La profession pharmaceutique s’apprête à connaître sa plus importante mobilisation depuis une décennie. Ce jeudi, les pharmacies de France pourraient rester majoritairement fermées. Cette action d’envergure vise à attirer l’attention sur plusieurs problématiques sensibles : les pénuries récurrentes de médicaments, les fermetures progressives d’officines, et la potentialité d’une libéralisation de la vente en ligne. Par cette grève, les professionnels du secteur sollicitent également une revalorisation de leur rémunération.
La grève fédère l’ensemble des acteurs de la profession, incluant syndicats, groupements de pharmaciens ainsi que les étudiants. Des rassemblements sont orchestrés dans diverses régions, particulièrement au sein des villes universitaires. Les manifestants se donnent rendez-vous devant des lieux clés tels que les préfectures, les Agences régionales de santé (ARS), ou encore les CPAM, selon les directives syndicales.
Une profession économiquement vulnérable
La décision de faire grève, peu commune dans ce secteur, traduit une situation d’urgence.
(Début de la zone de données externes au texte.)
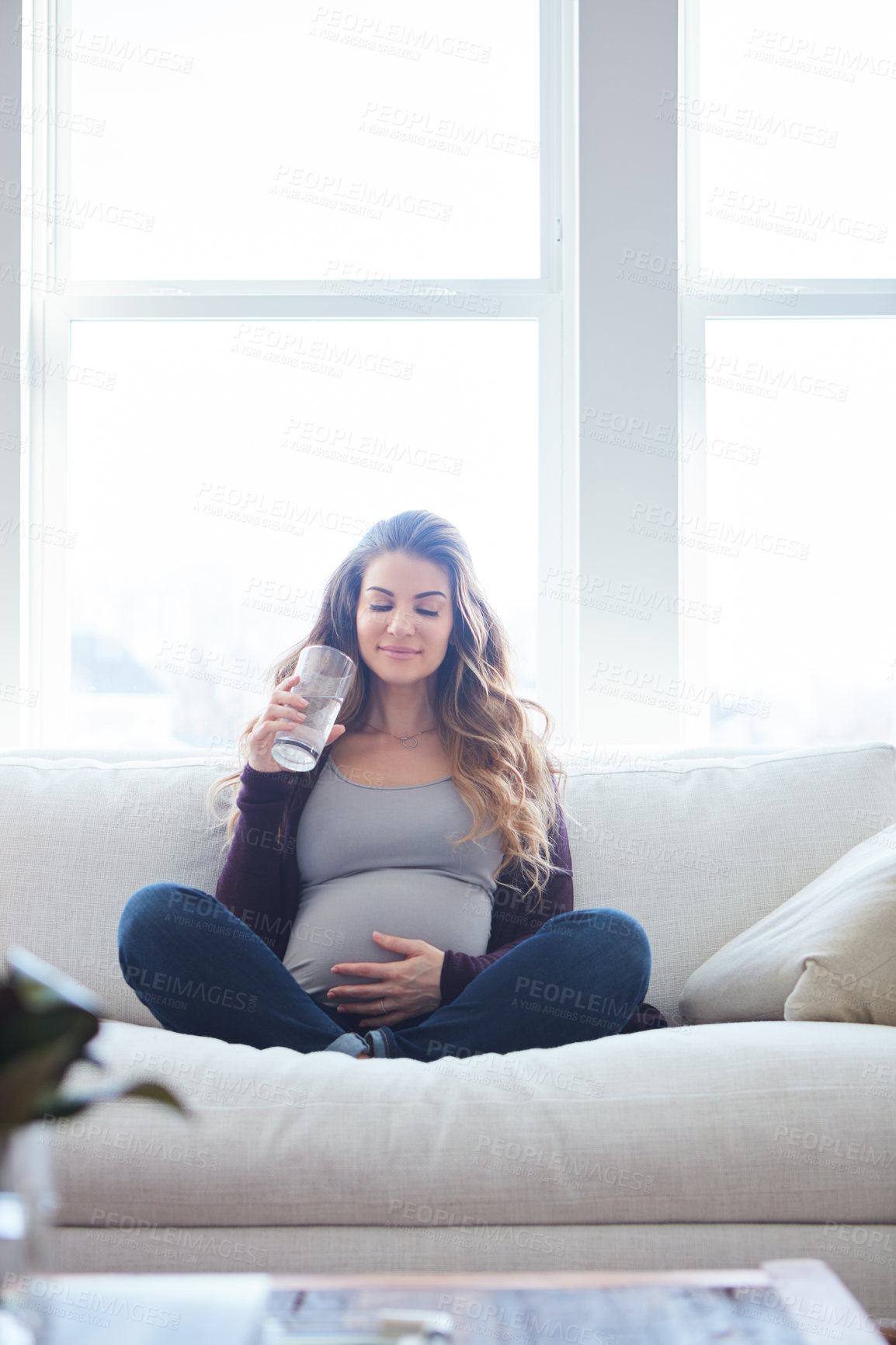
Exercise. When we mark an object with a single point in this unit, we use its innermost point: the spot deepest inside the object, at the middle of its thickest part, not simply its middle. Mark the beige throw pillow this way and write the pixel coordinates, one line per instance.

Selon les syndicats, jusqu’à 90% des pharmacies pourraient baisser le rideau ce jour-là, un chiffre pouvant même atteindre 100% dans certaines municipalités. Face à cette mobilisation d’ampleur, seules les officines réquisitionnées par les préfectures resteront accessibles pour garantir la continuité des services pharmaceutiques indispensables. De nombreuses pharmacies ont préalablement informé leur clientèle via divers moyens de communication.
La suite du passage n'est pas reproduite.